Bu iki durumun da, atmosferik bir basınç eğimi yüzünden gerçekleştiği düşünülüyor. 2018 yılında yaşanan olayda düşük basınç; 1300lü yıllarda Avrupa’da yüksek basınçlı bir sistem belgelenmiş.
“Bu Orta Çağlardaki bir soğuma dönemi olsaydı bile, şimdilerde insan eseri bir ısınma döneminde yaşıyoruz ve arada benzerlikler olabilir. İki iklim evresi arasındaki bu geçiş dönemi, enlemler arasındaki küçük sıcaklık farklılıklarıyla ayırt edilebilir ve daha uzun süren, daha büyük ölçekli hava kalıplarına sebep olabilir ki bu da, olağanüstü olaylarda bir artış meydana gelmesini açıklayabilir.”
Almanya’daki Leibniz Enstitüsü’nde troposfer araştırmacısı olan Patric Seifert
Avrupa’nın 1300lü yıllardan başlayarak, iklim koşullarında olağanüstü yağış ile öne çıkan bir ısınma döneminden, bir soğuma dönemine doğru hızlı bir geçiş yaptığı biliniyor.
Hatta İtalyan yazar Dante Alighieri’nin Inferno kitabındaki cehennem tasvirlerini, kısa süre sonra gelen yaygın kıtlık ve hastalıklara dayanarak yaptığına dair bazı söylentiler var.
Bu sebeple söz konusu dönem, “Dante Anomalisi” şeklinde bilinmiş; Avrupa’daki kıtlık ve hastalıklardaki büyük ve kritik etki sebebiyle, bu konu üzerinde birçok araştırma yapılmış. Araştırmacılar , Dante Anomalisi’nde olağanüstü hava olaylarının da etkisi olduğuna inanıyor.
14’ncü yüzyılın ilk on yılı, neredeyse bitmek bilmeyen yağışlar yerine olağanüstü derecede kurak kalmıştır.1302 yılında orta Avrupa’da hâlâ çok yağışlı bir hava hakimmiş ancak ilerleyen yıllarda hava değişmeye başlamış.
Bir analiz, 1302 ile 1304 yılları arasında Akdeniz’in birden fazla mevsimi kapsayan ve neredeyse iki yıl boyunca devam eden bir kuraklık yaşadığını ifade ediyor.
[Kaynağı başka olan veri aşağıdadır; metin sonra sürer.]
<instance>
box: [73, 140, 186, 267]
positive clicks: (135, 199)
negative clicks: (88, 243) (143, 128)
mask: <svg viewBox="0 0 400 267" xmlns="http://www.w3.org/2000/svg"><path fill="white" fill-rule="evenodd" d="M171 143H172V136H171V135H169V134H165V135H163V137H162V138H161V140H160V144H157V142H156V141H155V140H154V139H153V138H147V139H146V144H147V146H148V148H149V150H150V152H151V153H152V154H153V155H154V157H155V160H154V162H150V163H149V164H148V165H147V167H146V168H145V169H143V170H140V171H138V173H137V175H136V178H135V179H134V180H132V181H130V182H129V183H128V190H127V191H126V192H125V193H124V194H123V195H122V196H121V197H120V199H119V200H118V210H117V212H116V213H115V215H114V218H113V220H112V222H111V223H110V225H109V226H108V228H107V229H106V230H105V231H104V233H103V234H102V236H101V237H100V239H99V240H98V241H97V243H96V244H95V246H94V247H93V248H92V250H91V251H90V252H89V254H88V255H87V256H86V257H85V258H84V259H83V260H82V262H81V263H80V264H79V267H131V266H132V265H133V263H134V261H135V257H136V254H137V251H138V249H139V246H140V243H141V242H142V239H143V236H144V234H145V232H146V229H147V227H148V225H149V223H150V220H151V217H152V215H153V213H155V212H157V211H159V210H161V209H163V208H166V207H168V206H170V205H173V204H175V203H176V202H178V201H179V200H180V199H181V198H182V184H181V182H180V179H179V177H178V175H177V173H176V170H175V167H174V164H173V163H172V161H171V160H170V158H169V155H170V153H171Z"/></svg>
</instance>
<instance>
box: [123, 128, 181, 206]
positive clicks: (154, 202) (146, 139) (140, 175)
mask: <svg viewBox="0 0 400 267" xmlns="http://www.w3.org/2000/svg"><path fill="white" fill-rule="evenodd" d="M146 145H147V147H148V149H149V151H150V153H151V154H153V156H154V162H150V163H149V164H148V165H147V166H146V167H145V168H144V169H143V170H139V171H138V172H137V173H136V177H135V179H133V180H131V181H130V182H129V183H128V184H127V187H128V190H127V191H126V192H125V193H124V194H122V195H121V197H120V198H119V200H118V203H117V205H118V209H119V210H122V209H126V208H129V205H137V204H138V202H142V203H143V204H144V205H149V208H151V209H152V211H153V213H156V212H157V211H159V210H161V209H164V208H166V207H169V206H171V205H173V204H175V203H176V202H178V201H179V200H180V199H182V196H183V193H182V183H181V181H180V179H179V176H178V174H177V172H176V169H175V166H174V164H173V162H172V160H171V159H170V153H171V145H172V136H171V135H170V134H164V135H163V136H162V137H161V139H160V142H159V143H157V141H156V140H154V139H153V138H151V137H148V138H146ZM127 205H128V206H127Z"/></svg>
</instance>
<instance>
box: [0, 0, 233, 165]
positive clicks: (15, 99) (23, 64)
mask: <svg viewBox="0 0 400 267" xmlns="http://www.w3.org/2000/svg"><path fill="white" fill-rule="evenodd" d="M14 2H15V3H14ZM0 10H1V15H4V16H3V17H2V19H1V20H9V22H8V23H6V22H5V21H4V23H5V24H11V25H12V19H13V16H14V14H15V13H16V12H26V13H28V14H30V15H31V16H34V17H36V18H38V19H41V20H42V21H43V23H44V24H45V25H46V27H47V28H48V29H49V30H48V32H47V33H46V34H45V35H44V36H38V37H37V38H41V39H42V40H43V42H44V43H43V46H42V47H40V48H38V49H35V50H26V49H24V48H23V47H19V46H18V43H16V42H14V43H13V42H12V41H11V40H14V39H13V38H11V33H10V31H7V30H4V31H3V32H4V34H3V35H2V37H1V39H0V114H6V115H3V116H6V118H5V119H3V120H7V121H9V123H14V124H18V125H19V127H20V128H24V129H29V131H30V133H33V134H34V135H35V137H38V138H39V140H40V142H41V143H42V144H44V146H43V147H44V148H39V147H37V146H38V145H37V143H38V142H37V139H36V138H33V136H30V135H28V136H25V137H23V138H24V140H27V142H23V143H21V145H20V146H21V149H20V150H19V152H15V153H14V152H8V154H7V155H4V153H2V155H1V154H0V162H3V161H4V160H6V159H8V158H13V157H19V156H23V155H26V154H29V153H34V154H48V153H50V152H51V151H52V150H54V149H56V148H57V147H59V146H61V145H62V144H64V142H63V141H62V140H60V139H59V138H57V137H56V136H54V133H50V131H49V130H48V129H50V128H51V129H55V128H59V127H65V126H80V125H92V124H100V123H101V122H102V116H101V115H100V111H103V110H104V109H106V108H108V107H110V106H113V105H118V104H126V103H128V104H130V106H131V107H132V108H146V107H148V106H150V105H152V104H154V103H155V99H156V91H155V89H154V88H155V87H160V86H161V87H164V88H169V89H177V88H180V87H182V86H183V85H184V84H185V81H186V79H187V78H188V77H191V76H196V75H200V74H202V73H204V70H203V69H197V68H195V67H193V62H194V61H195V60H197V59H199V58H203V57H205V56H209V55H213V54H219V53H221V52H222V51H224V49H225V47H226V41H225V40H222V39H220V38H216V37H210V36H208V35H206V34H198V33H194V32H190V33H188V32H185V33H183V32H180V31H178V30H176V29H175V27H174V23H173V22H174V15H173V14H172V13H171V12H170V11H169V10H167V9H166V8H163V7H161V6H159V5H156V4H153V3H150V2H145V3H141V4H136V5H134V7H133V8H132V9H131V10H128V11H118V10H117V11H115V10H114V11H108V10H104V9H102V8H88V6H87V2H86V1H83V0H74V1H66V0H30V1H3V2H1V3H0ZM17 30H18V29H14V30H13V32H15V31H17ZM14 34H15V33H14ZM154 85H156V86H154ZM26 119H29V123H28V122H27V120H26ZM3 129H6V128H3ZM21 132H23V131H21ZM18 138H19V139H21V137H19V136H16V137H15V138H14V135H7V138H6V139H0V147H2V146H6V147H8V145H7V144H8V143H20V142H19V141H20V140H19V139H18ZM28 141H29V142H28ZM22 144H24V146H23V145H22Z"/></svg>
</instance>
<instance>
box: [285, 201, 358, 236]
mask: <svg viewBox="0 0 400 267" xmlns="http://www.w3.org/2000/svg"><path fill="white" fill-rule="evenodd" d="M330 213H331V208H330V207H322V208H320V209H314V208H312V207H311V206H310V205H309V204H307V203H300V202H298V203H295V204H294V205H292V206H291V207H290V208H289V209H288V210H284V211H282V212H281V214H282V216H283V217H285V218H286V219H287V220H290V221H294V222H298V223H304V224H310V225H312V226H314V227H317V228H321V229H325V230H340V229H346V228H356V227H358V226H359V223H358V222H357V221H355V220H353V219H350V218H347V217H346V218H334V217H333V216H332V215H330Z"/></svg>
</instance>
Öyle ki ilerleyen yıllarda Ortadoğu’da da şiddetli kuraklıklar rapor edilmiştir.
“Örneğin Nil’deki su seviyeleri, istisnai derecede düşükmüş. Bu yüzden 1304-06 kuraklığının sadece bölgesel bir olgu olmadığını, muhtemelen kıtalararası boyutları olduğunu düşünüyoruz.”
Leipzig Enstitüsü’nde çalışan Thomas Labbe
“14’ncü yüzyılda meydana gelen iklim dalgalanmaları doğal bir olgu olsa da, modern çağda insanlar iklime yapay bir etki uyguluyor”
Seifert ve makalenin diğer yazarı Martin Bauch.